Welche Kreditkarten bietet Barclaycard an?

Die Barclaycard Visa ist die Standard-Kreditkarte von Barclaycard. Mit 0€ Jahresgebühr, der Möglichkeit, kostenlos im In- und Ausland Bargeld abzuheben und ohne Fremdwährungsgebühr ist sie eine gute Option für eine Kreditkarte ohne zugehöriges Girokonto. Außerdem kannst du bei Beantragung der Barclaycard Visa ein Startguthaben von 50€ erhalten (Stand 8/20). Zu beachten sind aber die recht hohen Teilzahlungszinsen von 16,99% und die voreingestellte Teilrückzahlung. 

Barclaycard Visa Kreditkarte
Die kostenlose Kreditkarte: Barclaycard Visa. | barclaycard.de

Für die Barclaycard Visa Gold, die goldene Kreditkarte von Barclaycard, zahlt man eine Jahresgebühr von 59€, wofür man Versicherungsleistungen wie eine Reiserücktritts- und eine Reiseabbruchs-Versicherung sowie eine Auslandskrankenversicherung erhält. Auch der Assistance-Service, der bei Reisen Informationen zu Einreisebestimmungen und sonstigen Problemen auf der Reise behilflich sein kann, ist inklusive. Ansonsten gelten dieselben Konditionen wie bei der Barclaycard Visa.

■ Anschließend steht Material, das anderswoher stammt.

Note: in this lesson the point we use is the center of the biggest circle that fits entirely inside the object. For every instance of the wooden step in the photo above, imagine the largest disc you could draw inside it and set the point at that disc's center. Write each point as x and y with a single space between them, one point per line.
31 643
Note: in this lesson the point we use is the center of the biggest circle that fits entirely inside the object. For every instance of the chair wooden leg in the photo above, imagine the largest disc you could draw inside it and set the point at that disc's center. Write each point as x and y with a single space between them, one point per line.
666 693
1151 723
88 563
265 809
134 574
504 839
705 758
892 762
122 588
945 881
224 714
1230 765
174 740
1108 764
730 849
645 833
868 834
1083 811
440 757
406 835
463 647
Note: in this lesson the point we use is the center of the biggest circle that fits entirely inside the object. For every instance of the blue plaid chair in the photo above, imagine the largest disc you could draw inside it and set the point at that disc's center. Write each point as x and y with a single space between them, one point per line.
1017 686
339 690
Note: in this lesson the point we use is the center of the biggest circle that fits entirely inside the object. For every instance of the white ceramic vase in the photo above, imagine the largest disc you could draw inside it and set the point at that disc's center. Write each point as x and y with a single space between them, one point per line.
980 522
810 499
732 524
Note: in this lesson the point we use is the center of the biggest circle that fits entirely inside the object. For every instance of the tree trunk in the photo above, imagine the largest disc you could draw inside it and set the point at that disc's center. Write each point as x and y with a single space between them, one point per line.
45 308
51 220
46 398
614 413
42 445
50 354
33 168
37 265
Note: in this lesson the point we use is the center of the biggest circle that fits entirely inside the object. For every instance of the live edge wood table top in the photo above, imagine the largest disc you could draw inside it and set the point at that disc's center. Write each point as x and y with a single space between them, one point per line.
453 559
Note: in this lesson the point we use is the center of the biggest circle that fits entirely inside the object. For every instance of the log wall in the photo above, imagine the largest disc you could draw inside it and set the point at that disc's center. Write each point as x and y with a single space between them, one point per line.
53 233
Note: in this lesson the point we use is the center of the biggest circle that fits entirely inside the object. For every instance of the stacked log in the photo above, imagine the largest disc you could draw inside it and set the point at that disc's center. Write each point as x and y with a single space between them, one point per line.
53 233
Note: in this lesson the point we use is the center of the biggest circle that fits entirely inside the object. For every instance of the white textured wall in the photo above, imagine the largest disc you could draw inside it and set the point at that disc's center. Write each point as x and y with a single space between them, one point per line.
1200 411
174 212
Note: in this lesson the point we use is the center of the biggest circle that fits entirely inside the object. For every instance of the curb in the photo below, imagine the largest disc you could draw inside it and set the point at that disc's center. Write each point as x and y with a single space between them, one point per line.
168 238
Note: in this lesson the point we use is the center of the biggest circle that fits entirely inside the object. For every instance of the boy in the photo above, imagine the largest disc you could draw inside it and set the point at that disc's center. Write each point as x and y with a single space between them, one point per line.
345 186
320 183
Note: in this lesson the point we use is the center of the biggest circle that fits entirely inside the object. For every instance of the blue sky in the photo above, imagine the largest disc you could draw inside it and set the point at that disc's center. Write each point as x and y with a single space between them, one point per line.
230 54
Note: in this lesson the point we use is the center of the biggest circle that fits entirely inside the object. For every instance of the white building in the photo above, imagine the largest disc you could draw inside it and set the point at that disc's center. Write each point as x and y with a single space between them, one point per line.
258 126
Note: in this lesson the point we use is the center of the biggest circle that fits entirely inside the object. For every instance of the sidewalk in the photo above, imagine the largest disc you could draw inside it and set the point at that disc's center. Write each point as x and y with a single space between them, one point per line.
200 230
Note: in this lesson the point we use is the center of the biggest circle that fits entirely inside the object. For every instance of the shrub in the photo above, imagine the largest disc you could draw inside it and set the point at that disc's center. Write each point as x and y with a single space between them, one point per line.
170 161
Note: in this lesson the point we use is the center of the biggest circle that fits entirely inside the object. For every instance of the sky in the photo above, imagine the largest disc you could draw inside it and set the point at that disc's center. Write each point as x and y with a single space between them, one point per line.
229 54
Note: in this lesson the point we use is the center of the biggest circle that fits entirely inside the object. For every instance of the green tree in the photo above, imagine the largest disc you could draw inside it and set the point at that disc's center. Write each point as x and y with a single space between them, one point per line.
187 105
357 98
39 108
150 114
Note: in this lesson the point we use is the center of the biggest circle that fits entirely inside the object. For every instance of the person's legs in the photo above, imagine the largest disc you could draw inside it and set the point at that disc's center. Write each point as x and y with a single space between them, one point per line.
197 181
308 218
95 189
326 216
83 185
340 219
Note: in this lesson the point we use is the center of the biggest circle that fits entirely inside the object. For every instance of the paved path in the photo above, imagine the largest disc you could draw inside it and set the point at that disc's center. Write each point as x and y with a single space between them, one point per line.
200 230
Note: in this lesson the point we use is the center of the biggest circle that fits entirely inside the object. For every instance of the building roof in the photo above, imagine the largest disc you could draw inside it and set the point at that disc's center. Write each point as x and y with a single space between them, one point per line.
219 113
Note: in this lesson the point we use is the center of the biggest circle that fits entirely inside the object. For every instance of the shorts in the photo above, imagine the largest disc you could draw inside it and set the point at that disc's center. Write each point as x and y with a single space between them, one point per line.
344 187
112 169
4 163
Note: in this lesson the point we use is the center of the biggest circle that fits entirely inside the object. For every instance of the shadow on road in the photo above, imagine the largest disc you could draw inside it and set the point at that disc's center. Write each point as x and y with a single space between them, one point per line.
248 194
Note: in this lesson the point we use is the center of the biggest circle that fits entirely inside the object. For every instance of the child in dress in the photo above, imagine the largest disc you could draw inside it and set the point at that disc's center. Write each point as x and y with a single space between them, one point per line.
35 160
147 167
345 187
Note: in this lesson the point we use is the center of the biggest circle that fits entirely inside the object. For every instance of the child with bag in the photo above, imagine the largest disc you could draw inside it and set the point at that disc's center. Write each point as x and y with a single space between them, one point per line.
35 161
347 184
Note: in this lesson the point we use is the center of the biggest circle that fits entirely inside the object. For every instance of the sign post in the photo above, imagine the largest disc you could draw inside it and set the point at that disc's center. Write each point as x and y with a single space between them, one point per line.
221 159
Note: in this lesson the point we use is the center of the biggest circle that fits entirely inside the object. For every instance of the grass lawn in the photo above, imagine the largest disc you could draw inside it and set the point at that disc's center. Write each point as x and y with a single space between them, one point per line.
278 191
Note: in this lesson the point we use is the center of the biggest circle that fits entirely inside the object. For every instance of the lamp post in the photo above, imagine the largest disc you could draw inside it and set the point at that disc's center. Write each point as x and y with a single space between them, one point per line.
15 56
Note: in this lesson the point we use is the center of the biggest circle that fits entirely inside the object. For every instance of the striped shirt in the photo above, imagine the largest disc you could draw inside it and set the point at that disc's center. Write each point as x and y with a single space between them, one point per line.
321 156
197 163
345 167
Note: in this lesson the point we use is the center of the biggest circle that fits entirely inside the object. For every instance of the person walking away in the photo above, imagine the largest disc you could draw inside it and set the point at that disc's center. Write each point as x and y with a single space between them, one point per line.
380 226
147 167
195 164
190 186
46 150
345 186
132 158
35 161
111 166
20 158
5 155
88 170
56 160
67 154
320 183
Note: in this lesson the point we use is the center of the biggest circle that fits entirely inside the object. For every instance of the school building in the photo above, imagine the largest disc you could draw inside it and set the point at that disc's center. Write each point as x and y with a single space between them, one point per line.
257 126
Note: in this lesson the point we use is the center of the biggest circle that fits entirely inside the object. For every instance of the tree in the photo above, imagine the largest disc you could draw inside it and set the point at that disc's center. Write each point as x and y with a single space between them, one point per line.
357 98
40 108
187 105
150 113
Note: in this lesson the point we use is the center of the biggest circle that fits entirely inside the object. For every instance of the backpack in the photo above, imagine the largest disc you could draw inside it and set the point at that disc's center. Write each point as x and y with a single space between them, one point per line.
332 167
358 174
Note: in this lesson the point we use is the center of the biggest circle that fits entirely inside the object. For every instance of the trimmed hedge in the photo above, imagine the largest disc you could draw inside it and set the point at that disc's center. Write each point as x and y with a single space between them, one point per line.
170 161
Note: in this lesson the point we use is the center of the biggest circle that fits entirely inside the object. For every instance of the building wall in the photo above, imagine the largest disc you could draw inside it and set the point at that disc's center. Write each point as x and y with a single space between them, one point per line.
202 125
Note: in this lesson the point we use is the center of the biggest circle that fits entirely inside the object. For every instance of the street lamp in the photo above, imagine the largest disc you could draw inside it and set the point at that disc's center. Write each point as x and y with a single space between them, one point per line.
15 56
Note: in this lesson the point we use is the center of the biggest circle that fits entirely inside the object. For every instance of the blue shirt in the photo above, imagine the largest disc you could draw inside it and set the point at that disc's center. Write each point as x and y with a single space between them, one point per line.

Das Barclaycard Platinum Double bietet eine Barclaycard Platinum Visa und eine Barclaycard Platinum Mastercard. Der Versicherungsschutz ist noch umfangreicher als bei der Barclaycard Visa Gold und schließt auch eine Mietwagen-Versicherung mit ein. Außerdem sind bis zu 6 Mitreisende unter bestimmungen mitversichert. Dafür berechnet Barclaycard eine Jahresgebühr von 99€. Luxuriöse Vorzüge wie Concierge Service oder Lounge-Zugang, die andere Platin-Kreditkarten aufweisen, gibt es beim Platinum Double von Barclaycard aber nicht.

Die Barclaycard for Students bietet, bei ausreichend Bonität, einen Kreditrahmen von bis zu 1000€ und kostet im Jahr 12€. Auch hier erhältst du eine Visa und eine Mastercard. Ebenso wie bei den anderen Kreditkarten von Barclaycard wird ein Zahlungsziel von bis zu 59 Tagen gewährt. Zu beachten sind auch hier die Teilrückzahlungszinsen und die Rückzahlungs-Optionen, die gegebenenfalls manuell eingestellt werden müssen.

Übrigens bietet Barclaycard auch die Eurowings-Kreditkarten an. Diese Karten eignen sich besonders für Meilensammler.

Barclaycard beantragen: So geht’s!

Die Barclaycard kannst du einfach über die Website beantragen. Folgende Voraussetzungen müssen für einen Antrag erfüllt sein:

  • Wohnsitz in Deutschland
  • Konto bei einer deutschen Bank
  • regelmäßiges monatliches Einkommen
  • gültige Handynummer
  • mindestens 18 Jahre alt

Dann musst du deine Kontaktdaten sowie Angaben zu deiner beruflichen Situation machen. Daraufhin wird deine Bonität geprüft. Wenn dein Antrag angenommen wird, wird dir deine gewünschte Karte daraufhin zugesendet. Das passiert ca. 14 Tage nach Antragstellung bzw. 3 Tage, nach dem dein Kartenkonto eröffnet wurde.